Autoencoder

By Prof. Seungchul Lee
http://iailab.kaist.ac.kr/
Industrial AI Lab at KAIST

Table of Contents

0. Lecture Video¶

from IPython.display import YouTubeVideo
YouTubeVideo('ul27ZUdYaBY', width = "560", height = "315")

1. Unsupervised Learning¶

Unsupervised learning is a type of machine learning where a model learns patterns, structures, or relationships in the data without labeled outputs. Unlike supervised learning, which uses input-output pairs for training, unsupervised learning works with unlabeled data, meaning the algorithm must discover inherent features or groupings within the dataset.

Definition

Unsupervised learning refers to most attempts to extract information from a distribution that do not require human labor to annotate example
Main task is to find the 'best' representation of the data

Dimension Reduction

Attempt to compress as much information as possible in a smaller representation
Preserve as much information as possible while obeying some constraint aimed at keeping the representation simpler

2. Autoencoders¶

An autoencoder is a type of neural network used for unsupervised learning that aims to learn efficient, compressed representations of input data. It consists of two main components: an encoder and a decoder. The encoder compresses the input into a lower-dimensional representation (called the latent space or bottleneck), while the decoder reconstructs the input from this compressed representation.

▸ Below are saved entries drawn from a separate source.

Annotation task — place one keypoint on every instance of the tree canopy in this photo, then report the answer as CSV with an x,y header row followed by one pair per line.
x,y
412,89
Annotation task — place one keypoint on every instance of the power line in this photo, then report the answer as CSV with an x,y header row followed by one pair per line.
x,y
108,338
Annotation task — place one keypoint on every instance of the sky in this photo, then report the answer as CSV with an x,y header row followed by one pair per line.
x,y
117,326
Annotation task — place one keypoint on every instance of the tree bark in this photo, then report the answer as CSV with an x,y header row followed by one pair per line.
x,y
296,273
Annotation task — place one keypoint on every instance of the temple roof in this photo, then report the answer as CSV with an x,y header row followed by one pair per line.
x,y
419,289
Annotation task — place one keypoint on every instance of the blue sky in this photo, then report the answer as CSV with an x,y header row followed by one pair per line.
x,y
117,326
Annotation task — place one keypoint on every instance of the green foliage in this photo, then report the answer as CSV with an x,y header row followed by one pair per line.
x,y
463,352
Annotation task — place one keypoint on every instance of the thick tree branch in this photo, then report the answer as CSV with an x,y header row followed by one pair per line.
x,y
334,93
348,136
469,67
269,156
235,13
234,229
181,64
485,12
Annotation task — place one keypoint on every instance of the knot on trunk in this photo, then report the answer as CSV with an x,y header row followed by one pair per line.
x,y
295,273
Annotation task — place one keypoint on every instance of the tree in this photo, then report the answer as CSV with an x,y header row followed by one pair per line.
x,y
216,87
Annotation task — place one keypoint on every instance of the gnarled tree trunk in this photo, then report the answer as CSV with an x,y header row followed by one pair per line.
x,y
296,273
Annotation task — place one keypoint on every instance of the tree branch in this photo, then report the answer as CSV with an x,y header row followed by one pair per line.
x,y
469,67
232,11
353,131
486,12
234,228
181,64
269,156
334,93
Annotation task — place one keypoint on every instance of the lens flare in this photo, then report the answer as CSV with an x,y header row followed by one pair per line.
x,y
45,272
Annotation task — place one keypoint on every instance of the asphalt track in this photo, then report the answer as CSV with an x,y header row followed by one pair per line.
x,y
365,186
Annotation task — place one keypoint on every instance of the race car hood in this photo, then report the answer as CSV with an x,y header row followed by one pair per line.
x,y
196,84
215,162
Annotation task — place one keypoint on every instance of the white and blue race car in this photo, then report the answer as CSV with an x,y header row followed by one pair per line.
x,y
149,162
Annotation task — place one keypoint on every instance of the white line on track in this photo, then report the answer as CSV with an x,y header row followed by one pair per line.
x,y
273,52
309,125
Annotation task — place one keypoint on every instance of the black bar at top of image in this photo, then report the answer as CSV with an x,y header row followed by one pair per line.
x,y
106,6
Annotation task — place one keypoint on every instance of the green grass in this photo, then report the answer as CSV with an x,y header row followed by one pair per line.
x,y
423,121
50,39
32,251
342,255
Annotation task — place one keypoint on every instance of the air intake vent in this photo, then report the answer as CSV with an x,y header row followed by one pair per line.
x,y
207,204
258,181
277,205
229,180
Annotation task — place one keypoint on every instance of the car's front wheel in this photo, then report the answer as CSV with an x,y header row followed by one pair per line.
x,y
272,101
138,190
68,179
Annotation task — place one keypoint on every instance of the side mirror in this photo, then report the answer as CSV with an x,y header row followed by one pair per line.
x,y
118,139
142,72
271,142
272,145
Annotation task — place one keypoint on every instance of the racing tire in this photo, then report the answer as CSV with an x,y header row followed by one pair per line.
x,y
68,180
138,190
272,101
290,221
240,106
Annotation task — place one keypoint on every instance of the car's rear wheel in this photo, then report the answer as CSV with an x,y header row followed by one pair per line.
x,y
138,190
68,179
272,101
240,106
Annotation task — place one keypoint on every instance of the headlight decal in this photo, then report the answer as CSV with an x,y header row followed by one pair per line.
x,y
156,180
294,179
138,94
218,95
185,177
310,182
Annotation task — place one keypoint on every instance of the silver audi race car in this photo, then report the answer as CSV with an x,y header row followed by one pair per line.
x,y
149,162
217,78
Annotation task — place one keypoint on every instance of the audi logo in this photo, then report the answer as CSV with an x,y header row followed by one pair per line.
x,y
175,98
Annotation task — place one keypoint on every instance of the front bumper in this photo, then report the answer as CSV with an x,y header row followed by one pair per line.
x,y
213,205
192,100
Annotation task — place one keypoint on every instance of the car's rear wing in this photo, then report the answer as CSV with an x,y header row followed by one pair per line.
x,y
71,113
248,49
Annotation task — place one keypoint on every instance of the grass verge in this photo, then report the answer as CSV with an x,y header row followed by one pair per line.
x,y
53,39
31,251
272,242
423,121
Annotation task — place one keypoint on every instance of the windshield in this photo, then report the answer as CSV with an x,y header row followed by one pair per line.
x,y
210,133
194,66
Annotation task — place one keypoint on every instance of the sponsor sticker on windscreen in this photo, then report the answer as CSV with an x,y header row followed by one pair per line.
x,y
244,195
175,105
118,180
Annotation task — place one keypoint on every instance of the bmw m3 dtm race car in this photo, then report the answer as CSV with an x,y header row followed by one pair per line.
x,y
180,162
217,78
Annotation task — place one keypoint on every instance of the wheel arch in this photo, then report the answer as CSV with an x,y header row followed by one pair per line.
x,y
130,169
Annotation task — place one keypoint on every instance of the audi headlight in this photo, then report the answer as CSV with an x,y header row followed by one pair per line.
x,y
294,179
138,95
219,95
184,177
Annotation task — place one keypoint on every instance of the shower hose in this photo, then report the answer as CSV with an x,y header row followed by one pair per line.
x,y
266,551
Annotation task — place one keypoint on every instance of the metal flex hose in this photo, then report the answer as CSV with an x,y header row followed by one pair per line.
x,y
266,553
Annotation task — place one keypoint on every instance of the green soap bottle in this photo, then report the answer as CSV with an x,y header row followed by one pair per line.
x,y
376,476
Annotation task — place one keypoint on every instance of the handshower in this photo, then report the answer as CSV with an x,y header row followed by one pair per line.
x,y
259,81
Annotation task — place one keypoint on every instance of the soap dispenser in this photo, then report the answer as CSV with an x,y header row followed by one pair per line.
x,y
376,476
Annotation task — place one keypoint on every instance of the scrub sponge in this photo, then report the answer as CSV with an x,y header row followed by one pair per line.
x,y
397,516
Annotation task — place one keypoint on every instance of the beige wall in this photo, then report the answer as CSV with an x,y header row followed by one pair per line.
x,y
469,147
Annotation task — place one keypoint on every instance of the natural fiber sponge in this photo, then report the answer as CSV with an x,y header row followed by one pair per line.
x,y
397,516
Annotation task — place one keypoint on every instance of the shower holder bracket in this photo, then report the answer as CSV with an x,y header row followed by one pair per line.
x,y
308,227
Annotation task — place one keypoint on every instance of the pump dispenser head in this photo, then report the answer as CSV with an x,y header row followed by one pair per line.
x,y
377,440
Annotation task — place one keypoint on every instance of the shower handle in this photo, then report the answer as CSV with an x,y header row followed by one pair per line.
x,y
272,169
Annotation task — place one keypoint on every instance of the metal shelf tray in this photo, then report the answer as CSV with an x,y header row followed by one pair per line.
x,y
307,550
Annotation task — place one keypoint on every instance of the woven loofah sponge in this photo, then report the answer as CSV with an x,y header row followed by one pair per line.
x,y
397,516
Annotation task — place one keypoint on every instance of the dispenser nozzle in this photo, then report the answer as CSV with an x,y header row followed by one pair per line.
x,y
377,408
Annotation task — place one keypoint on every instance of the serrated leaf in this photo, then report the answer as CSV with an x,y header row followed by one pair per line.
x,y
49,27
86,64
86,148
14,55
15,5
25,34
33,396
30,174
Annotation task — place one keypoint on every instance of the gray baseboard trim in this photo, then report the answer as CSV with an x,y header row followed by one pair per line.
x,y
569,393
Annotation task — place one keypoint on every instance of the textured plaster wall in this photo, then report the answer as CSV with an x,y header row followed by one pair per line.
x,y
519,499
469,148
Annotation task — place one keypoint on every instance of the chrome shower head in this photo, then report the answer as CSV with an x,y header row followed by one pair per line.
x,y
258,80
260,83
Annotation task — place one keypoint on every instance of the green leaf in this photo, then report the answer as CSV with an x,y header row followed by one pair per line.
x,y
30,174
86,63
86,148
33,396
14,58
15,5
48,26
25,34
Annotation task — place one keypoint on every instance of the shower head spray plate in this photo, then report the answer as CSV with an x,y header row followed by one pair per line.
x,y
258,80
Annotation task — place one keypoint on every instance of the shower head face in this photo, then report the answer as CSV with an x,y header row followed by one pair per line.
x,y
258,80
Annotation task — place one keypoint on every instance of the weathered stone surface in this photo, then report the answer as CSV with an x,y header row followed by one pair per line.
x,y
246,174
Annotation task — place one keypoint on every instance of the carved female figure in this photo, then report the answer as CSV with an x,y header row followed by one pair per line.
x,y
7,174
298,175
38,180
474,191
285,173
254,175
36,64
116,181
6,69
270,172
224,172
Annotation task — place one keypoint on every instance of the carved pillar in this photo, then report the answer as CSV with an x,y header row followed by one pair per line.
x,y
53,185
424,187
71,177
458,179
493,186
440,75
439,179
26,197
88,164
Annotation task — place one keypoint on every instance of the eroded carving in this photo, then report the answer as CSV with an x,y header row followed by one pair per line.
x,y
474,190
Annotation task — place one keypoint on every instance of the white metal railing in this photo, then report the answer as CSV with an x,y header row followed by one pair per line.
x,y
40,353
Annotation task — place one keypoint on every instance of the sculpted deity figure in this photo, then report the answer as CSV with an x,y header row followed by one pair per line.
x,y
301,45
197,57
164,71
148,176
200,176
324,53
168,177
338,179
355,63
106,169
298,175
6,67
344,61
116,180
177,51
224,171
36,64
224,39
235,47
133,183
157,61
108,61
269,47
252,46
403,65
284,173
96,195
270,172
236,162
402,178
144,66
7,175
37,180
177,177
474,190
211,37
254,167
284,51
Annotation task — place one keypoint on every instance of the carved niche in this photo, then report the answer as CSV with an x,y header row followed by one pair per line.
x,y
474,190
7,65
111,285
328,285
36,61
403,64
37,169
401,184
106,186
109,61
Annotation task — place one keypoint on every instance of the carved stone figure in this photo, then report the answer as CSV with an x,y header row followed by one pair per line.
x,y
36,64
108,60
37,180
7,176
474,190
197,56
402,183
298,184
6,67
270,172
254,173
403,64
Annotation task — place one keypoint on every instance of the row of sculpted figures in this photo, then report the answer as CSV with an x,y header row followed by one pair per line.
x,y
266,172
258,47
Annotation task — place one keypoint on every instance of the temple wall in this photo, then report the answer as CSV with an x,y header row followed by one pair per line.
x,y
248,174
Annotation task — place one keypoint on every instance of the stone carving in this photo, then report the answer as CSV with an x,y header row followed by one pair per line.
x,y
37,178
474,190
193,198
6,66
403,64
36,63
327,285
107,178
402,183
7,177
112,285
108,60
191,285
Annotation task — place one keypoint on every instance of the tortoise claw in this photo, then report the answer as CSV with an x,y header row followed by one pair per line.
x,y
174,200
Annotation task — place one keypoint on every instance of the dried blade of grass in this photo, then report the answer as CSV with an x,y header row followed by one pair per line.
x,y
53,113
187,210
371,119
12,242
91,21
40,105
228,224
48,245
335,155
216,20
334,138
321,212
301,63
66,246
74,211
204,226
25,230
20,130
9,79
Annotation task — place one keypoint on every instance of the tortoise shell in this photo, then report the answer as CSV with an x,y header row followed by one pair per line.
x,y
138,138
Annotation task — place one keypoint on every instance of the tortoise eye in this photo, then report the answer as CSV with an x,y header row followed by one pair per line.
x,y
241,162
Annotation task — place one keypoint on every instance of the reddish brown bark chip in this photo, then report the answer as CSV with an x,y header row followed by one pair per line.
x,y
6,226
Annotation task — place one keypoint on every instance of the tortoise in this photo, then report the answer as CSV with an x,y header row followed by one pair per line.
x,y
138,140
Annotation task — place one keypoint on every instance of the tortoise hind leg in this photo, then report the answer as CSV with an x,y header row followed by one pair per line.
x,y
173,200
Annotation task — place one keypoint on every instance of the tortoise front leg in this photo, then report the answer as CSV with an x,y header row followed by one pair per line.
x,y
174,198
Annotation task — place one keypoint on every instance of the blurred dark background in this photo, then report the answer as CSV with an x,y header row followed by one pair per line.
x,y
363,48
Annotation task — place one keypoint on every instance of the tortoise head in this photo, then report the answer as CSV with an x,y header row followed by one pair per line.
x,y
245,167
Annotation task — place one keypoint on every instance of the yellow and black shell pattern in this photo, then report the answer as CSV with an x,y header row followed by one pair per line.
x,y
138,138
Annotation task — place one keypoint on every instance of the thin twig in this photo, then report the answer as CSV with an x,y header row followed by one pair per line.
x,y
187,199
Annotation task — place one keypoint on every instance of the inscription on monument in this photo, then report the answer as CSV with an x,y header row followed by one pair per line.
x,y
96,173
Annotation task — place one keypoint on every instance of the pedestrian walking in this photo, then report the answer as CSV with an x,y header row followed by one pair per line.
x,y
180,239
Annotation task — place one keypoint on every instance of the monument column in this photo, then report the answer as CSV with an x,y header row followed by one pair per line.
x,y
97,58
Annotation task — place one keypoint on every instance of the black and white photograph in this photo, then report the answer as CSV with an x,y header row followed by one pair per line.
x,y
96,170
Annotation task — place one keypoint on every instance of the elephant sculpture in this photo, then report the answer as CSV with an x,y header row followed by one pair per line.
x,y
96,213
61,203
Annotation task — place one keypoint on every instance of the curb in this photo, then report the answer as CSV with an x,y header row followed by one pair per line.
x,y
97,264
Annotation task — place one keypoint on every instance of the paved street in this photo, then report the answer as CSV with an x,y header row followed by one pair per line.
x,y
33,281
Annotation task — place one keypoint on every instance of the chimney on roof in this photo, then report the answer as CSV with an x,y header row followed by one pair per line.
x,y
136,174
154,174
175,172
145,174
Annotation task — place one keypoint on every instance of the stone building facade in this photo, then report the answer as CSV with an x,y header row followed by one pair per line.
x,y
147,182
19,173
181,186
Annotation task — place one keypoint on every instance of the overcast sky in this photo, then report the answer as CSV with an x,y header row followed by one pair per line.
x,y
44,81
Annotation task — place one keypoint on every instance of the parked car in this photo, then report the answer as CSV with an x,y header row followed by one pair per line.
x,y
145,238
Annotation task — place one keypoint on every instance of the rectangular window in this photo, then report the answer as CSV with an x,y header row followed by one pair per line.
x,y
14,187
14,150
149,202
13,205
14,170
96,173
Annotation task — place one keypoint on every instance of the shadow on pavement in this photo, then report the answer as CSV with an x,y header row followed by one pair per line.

The objective of an autoencoder is to minimize the reconstruction error—the difference between the original input and its reconstruction.

Definition

An autoencoder is a neural network that is trained to attempt to copy its input to its output
The network consists of two parts: an encoder and a decoder that produce a reconstruction

Encoder and Decoder

Encoder function : $z = f(x)$
Decoder function : $x = g(z)$
We learn to set $g\left(f(x)\right) = x$

The top network in the below figure shows a trivial autoencoder where the input data is directly passed to the output without any significant compression or transformation. This structure may be able to perfectly reconstruct the input data, but it fails to learn any meaningful abstraction or representation. On the other hand, the bottom network illustrates a typical autoencoder with a squeezed bottleneck, which compresses the input into a lower-dimensional latent space before reconstructing it. This narrow bottleneck structure offers several key benefits:

The top structure, though capable of reconstructing the input, does not learn useful or general features. It essentially passes information without processing or summarizing it.
In contrast, the bottom structure is meaningful because the bottleneck introduces a constraint that forces the network to learn relevant features instead of copying the input.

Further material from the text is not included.